Le revela pasajes de su vida de cuando vivía en Mercedes, y cómo reaccionaba y se alteraba ante la presencia del hijo mayor de los Videla, una desazón que apaciguaba en el confesionario bajo la tutela del padre Suñé, que, al principio, apenas le daba mayor alcance a sus pecados, la absolvía mandándole rezar un par de oraciones. Pero Mirta López sigue cautiva en secreto de su galán, se arrebata cuando este se sienta a su lado durante la misa, simula encontrarse con él por las aceras: “ Pasó una calle, él ya venía, iban a cruzarse por fin. Pudo verlo: de cerca y de frente. Y él, ¿la vio? ¿La miró? Reparó en ella? Daba toda la impresión de que no [...] Eso a ella, Mirta López, no solo no la defraudó, sino que fue lo que terminó de encenderla [...] Ese instante, fugaz y definitivo, la hizo sentir, sin que supiera del todo por qué, que iba a cambiar para siempre su vida”.

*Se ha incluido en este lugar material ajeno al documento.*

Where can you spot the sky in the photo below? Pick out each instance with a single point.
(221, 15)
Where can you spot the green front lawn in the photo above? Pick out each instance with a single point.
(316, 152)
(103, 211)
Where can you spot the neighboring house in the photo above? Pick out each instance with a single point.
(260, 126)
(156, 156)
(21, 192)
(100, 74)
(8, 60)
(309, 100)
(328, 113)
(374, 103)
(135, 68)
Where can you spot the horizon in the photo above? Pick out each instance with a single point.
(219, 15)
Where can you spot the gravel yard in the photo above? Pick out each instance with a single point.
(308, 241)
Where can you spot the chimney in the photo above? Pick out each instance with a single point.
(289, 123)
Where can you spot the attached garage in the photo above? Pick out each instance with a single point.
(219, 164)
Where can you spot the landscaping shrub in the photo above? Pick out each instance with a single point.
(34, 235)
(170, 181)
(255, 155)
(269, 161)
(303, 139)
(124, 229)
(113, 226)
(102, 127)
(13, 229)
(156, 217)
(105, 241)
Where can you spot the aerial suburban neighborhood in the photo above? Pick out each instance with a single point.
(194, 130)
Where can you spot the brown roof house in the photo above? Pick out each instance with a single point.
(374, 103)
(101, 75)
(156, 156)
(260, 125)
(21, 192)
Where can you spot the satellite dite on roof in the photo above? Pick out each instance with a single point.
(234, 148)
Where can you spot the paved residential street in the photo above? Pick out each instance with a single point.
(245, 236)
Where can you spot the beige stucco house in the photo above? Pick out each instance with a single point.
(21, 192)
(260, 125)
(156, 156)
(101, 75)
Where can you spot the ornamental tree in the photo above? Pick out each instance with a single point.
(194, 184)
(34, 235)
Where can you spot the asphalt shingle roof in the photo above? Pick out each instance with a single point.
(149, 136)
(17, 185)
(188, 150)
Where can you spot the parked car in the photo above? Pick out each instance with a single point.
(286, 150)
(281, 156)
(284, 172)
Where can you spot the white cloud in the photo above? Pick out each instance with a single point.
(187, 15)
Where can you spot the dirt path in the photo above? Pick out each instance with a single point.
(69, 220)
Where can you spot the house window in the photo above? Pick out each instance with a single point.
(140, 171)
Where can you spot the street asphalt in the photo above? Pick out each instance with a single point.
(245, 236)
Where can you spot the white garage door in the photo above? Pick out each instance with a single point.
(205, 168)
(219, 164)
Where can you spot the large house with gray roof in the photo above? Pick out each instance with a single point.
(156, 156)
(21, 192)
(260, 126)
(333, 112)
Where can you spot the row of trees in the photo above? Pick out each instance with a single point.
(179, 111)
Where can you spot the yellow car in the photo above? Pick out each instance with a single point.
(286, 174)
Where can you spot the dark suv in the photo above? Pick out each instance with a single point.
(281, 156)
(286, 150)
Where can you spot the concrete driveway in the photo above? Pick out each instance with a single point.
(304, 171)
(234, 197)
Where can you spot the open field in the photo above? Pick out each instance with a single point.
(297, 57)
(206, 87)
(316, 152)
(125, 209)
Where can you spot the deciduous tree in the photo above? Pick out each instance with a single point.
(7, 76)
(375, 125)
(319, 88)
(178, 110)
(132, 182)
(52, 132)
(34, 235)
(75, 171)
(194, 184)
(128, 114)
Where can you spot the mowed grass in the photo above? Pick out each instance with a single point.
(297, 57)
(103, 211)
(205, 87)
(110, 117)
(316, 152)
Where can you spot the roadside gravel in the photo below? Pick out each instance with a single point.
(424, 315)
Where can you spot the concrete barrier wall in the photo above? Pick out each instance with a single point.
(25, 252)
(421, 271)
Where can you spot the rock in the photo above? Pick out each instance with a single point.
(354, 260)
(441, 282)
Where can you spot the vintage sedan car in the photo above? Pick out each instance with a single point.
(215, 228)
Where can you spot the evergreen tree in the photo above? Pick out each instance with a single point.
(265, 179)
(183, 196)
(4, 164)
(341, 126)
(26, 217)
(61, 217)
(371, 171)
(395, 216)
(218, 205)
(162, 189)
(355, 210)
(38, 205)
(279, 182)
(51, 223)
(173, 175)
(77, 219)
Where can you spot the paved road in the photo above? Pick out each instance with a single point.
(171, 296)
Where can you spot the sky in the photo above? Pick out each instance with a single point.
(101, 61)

La segunda parte del libro se centra en un episodio de la historia argentina un tanto olvidado: la Operación Gaviota, el atentado fallido que el Ejército Revolucionario del Pueblo, una organización armada de izquierda, acometió contra Videla en 1977, colocando dos explosivos bajo la pista de aterrizaje del Aeropuerto de Buenos Aires que detonarían cuando el avión presidencial estuviera a punto de elevarse.

La última transcurre en la residencia de ancianos donde está ingresada Mirta López. Ella y su nieto juegan una partida de cartas manteniendo una conversación banal sobre el propio lance del juego. Pero, conforme avanza la partida, Mirta López se sumerge en un relato sombrío del pasado que involucra a su hijo, el padre de su nieto, y ya no se muestra tan inocente, ni tan senil, sino como alguien que avanza sin pudor sobre el secreto más infame de su vida y sin atisbos de arrepentimiento: “Habrá sido en esos días, dice mi abuela, que pensé en hablar con el coronel. Yo tengo el mazo de cartas en la mano. Pero apretado y quieto: inmóvil. –¿Estás dormido o qué?–me dice ella– [...] Pero siento los naipes más blandos en las manos, demasiado flexibles, como humedecidos...”

Llegado a este punto final de la novela es cuando Kohan hace trascender que el horror es más horror cuando todo sigue o ha sucedido como si no pasara nada, haciendo uso del artificio de la omisión, activando lo no dicho que late en el meollo del relato, y que ahora convulsiona, y se doblega ante la perplejidad equidistante entre el narrador y la protagonista.

Confesión es una novela nada complaciente, estructurada en un marco temporal en la que no solo cabe la vida y destino de sus personajes, sino también un trozo importante de la historia de un país. Este es un libro bien urdido, contado con eficacia, gracias a su escritura ágil y envolvente, repleta de vívidos diálogos y de un fraseo eficiente basado en la firmeza de una prosa lacónica y sobria, sin abalorios, hecha de elementales economías sintácticas capaces de tensar la narración y precipitarla hasta un final dramático y terrible. Su lectura conmueve, agita y da que pensar.